No women in the study developed a thrombotic complication, a potential danger of the bromocriptine intervention. All participants received antithrombotic prophylaxis with either warfarin or subcutaneous heparin. Although the bromocriptine strategy has already been adopted for routine treatment of PPCM in Germany and in many other parts of the world, its uptake in the United States has lagged, largely because of concerns about thrombotic complications, noted Dr. Sliwa, professor of medicine and director of the Hatter Institute for Cardiovascular Research in Africa at the University of Cape Town, South Africa.
Among all 57 women available for a follow-up echocardiography assessment 6 months after the start of treatment, roughly 60% had a left ventricular ejection fraction of 50% or greater, and more than 20% achieved an ejection fraction of 35%-49%. The remaining roughly 18% of women either did not have a 6-month follow-up or failed to reach at least a 35% ejection fraction at 6 months.
PPCM can be a diagnostic challenge, said Dr.
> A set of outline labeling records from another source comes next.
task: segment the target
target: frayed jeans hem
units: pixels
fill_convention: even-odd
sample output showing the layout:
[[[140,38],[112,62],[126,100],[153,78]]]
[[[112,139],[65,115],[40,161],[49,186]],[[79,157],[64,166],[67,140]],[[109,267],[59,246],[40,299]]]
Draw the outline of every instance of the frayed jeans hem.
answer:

Hilfiker-Kleiner, but it is relatively common, with an average worldwide incidence of about 1 case for every 1,000 deliveries. The incidence may be even higher with many cases going undetected, often because the clinical signs of PPCM, including fatigue, difficulty sleeping, edema, and dyspnea, can be dismissed as the results of recent pregnancy or caring for a newborn baby. Certain racial or ethnic groups appear to have an increased incidence of the disease, including African and Hispanic women, likely because of genetic factors, said Dr. Sliwa. Clinical factors that boost risk include pre-eclampsia, smoking, obesity, older age, and multiparity, but not diabetes.
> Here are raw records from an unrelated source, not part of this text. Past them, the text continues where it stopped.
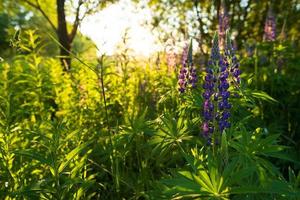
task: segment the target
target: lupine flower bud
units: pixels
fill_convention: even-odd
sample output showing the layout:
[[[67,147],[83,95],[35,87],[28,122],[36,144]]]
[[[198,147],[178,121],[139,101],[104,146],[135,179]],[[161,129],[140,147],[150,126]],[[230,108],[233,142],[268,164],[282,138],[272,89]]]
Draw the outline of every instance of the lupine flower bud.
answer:
[[[187,86],[187,76],[188,76],[188,69],[187,69],[187,56],[188,56],[188,44],[185,44],[182,52],[181,57],[181,69],[179,71],[178,76],[178,85],[179,85],[179,92],[184,93],[186,86]]]
[[[219,46],[223,50],[225,48],[225,34],[229,28],[229,16],[224,1],[222,1],[219,11]]]
[[[240,64],[235,55],[235,50],[232,47],[232,41],[230,39],[229,32],[227,32],[227,34],[226,34],[225,56],[226,56],[226,60],[228,62],[228,66],[229,66],[229,71],[233,77],[235,86],[238,87],[238,84],[240,84],[241,70],[239,69]]]
[[[188,84],[192,87],[192,88],[196,88],[196,84],[198,81],[198,77],[197,77],[197,70],[193,64],[193,51],[192,51],[192,41],[190,43],[190,45],[188,46],[186,44],[186,46],[183,49],[183,54],[182,54],[182,67],[179,73],[179,91],[181,93],[185,92],[186,87],[188,86]]]
[[[229,98],[231,98],[230,83],[231,80],[234,80],[235,86],[240,83],[241,71],[228,31],[224,55],[220,54],[217,34],[213,38],[212,45],[210,61],[207,65],[203,84],[204,122],[202,132],[208,141],[213,141],[216,144],[217,138],[211,140],[213,132],[220,131],[220,133],[223,133],[226,128],[231,126],[229,122],[232,107],[229,102]],[[235,93],[233,94],[236,96]],[[214,125],[217,125],[217,127],[214,127]]]
[[[264,29],[264,40],[275,41],[276,39],[276,19],[272,9],[269,9]]]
Testing for N-terminal-pro B-type natriuretic peptide levels appears to be a good screen for women who have developed PPCM, with a level of at least 500 pg/mL high enough to warrant further assessment, Dr. Sliwa said. She recommended running an NT-proBNP test on any recent postpartum women with a clinical or demographic risk factor or suggestive clinical presentation, but she also stressed that PPCM can occur in younger, totally healthy, and athletic women who appear to have a normal delivery.
A significant concern about bromocriptine treatment is that it precludes breastfeeding, a reason not to use the drug in women with an ejection fraction of 40% or greater, especially in settings where access to safe baby formula is a challenge.
The PPCM trial enrolled 63 women at 12 German centers.
The trial received no commercial funding. Dr. Hilfiker-Kleiner and Dr. Sliwa had no disclosures.
mzoler@frontlinemedcom.com
On Twitter @mitchelzoler
AT HEART FAILURE 2017
Key clinical point:
Major finding: At 6-month follow-up, more than 80% of patients had full or partial restoration of their left ventricular function.
Data source: The PPCM trial, which enrolled 63 women at 12 German centers.
Disclosures: The trial received no commercial funding. Dr. Hilfiker-Kleiner and Dr. Sliwa had no disclosures.